Dispatch from SSC Intern Barbara Summers

A recent article from US News and World Report written by Kent Garber brings attention to this potential risk. There are 17 rare-earth metals in particular that are crucial for the manufacturing of products such as ipods, blackberries and plasma TVs, and are also key elements in the renewable energy industry (electric car batteries, wind turbines etc.). These metals cannot be replaced by some other source because of their unique atomic make-up and are irreplaceable in the manufacturing process of the above mentioned products.

China has been slowly developing a monopoly of these metals over the years and Kent Garber suggests that the country has been strategically buying out all of the mines in other countries. It is estimated that they hold 97 percent of the rare-earth metal supply. This complete dominance has gone under the radar because these metals are used at the very bottom of the supply chain. A report by an Australian analyst estimates that China’s rare-earth metals could become off limits as soon as 2012. In the best case scenario, the prices for these metals will soar, but in the worst case scenario - the rest of the world will be cut off completely from the supply.

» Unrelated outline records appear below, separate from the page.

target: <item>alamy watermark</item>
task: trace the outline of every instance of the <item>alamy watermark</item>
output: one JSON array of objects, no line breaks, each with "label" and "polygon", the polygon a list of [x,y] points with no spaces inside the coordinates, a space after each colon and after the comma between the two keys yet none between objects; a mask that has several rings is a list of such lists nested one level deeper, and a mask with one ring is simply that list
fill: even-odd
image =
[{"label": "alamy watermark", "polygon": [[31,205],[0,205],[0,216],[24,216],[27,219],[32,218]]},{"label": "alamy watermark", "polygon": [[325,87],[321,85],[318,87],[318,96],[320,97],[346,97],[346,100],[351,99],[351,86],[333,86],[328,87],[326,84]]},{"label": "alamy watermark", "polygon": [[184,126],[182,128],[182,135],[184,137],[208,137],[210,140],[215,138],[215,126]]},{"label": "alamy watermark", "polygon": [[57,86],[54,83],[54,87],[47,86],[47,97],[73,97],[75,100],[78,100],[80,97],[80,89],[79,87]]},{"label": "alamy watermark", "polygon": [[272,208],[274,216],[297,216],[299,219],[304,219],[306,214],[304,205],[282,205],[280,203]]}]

There is a potential for this to play out like our current oil crisis stemming from the oil monopoly in the Middle East. With the stress being placed on a switch to renewable energy sources, the green energy sector is likely to suffer serious consequences unless something is done to change the current rare-earth metal situation. Kent Garber suggests that this could lead to major implications concerned with Obama’s energy goals.

So maybe many of our current renewable energy technologies really aren’t as independent from non-renewable natural resources as it is commonly believed. This gives a lot of food for thought.